False flooding isn’t the only questionable account from Williams’ Katrina experience. He also claimed that he suffered from dysentery after mistakenly drinking floodwater. Accounts tell of the anchor being curled into a ball between takes.
But Dr. Lutz, again, remembers things differently.
“I saw a lot of people with cuts and bruises and such, but I don’t recall a single, solitary case of gastroenteritis during Katrina or in the whole month afterward,” Lutz said.
Lutz also has doubts that the floodwaters could have been a conduit for dysentery.
“I don’t know anybody that’s tried that to see, but my dogs drank it, and they didn’t have any problems.”
Tom Brokaw, Williams’ predecessor at the Nightly News desk, is calling for Williams’ termination after the scandal of his Iraq War lies, according to the New York Post. Sources at the network say Brokaw has “made a lot of noise at NBC that a lesser journalist or producer would have been immediately fired or suspended for a false report.”

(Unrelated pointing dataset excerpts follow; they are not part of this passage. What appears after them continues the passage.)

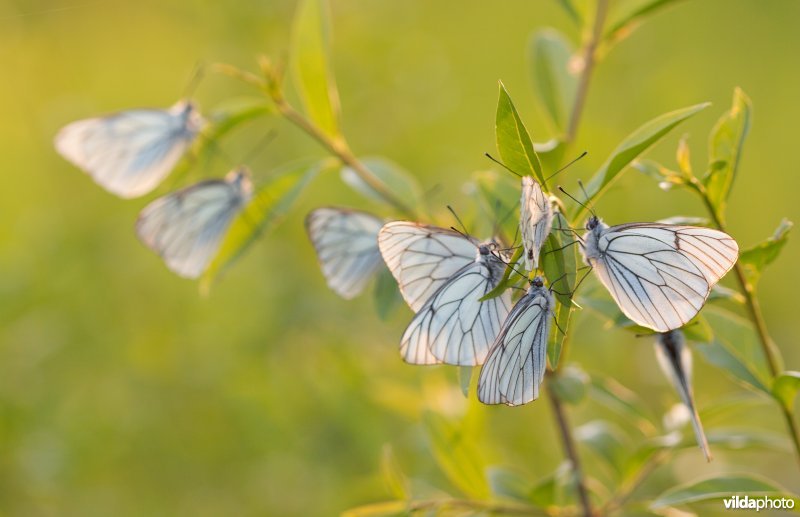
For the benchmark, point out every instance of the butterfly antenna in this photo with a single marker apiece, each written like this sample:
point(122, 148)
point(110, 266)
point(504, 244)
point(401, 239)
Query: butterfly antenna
point(575, 199)
point(194, 80)
point(503, 165)
point(465, 233)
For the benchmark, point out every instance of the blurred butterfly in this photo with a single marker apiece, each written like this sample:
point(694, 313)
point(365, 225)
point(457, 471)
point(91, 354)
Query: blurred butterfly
point(659, 274)
point(518, 358)
point(675, 360)
point(536, 219)
point(442, 275)
point(186, 227)
point(346, 242)
point(129, 153)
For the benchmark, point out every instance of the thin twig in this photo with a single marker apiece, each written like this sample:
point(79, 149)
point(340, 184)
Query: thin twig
point(754, 310)
point(589, 59)
point(570, 450)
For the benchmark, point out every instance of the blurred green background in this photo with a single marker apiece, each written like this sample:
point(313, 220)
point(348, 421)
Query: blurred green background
point(122, 391)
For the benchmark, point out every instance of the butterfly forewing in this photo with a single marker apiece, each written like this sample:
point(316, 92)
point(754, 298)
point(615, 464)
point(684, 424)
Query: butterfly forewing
point(453, 326)
point(129, 153)
point(186, 227)
point(422, 258)
point(536, 220)
point(346, 242)
point(517, 361)
point(659, 275)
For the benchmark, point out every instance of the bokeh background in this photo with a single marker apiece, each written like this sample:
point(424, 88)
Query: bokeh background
point(123, 391)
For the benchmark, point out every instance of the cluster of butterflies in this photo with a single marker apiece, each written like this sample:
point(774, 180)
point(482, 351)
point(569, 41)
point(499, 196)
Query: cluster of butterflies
point(131, 152)
point(660, 276)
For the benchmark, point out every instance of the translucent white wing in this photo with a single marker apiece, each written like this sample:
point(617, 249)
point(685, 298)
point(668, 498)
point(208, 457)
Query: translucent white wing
point(422, 258)
point(346, 242)
point(453, 327)
point(675, 360)
point(131, 152)
point(518, 359)
point(660, 275)
point(186, 227)
point(535, 220)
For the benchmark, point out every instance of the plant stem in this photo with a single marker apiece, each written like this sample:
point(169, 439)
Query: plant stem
point(589, 59)
point(337, 146)
point(571, 451)
point(754, 310)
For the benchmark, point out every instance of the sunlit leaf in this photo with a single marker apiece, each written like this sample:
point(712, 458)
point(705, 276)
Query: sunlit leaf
point(396, 179)
point(756, 259)
point(628, 14)
point(386, 294)
point(634, 145)
point(725, 150)
point(311, 65)
point(716, 488)
point(513, 140)
point(555, 84)
point(457, 455)
point(267, 207)
point(393, 476)
point(785, 388)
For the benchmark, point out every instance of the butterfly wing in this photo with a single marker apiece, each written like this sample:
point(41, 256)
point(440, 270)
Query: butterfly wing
point(660, 275)
point(675, 360)
point(422, 258)
point(453, 327)
point(518, 359)
point(186, 227)
point(346, 242)
point(131, 152)
point(536, 219)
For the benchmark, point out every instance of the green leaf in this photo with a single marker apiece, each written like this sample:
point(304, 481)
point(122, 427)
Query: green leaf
point(571, 384)
point(628, 15)
point(393, 476)
point(560, 265)
point(386, 295)
point(382, 509)
point(311, 66)
point(554, 83)
point(716, 488)
point(725, 150)
point(635, 144)
point(756, 259)
point(457, 456)
point(785, 388)
point(267, 207)
point(622, 401)
point(396, 179)
point(513, 141)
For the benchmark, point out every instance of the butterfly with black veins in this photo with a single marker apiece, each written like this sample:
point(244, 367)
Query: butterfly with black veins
point(535, 222)
point(675, 360)
point(346, 243)
point(129, 153)
point(517, 361)
point(660, 275)
point(186, 227)
point(445, 274)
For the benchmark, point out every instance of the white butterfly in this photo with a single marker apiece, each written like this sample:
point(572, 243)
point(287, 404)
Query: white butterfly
point(346, 242)
point(536, 219)
point(186, 227)
point(659, 274)
point(675, 360)
point(129, 153)
point(518, 358)
point(445, 274)
point(422, 258)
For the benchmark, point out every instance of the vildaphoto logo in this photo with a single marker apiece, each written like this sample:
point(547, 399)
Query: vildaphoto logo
point(745, 502)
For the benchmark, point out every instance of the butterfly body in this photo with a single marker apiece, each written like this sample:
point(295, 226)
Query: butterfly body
point(660, 275)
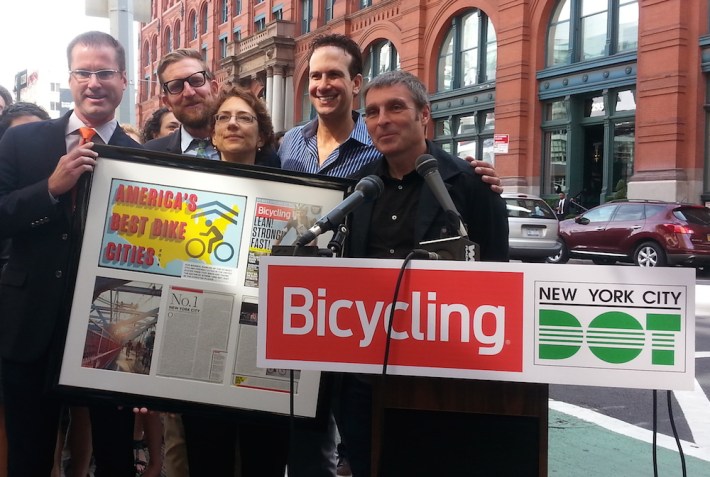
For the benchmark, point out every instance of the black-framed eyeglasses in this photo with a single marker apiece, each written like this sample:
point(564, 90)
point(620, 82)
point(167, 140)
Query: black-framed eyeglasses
point(101, 75)
point(242, 118)
point(195, 80)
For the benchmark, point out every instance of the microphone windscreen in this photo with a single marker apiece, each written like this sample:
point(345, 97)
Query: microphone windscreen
point(371, 187)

Williams has claimed for years that he was on a Chinook helicopter which was forced down by rocket fire. When soldiers actually onboard the attacked helicopter discounted those claims, Williams issued an apology. On Wednesday, he said he was actually flying behind the attacked helicopter. Soldiers on the scene, again, discredited his story, saying Williams and the NBC crew arrived 30-60 minutes after the Chinook was forced down.
The Post also reports that Brokaw and NBC executives knew that Williams’ revised account of his Iraq experiences was false, and had advised him to please stop telling it.
“He is not going to be suspended or reprimanded in any way,” one source said. “He has the full support of NBC News.”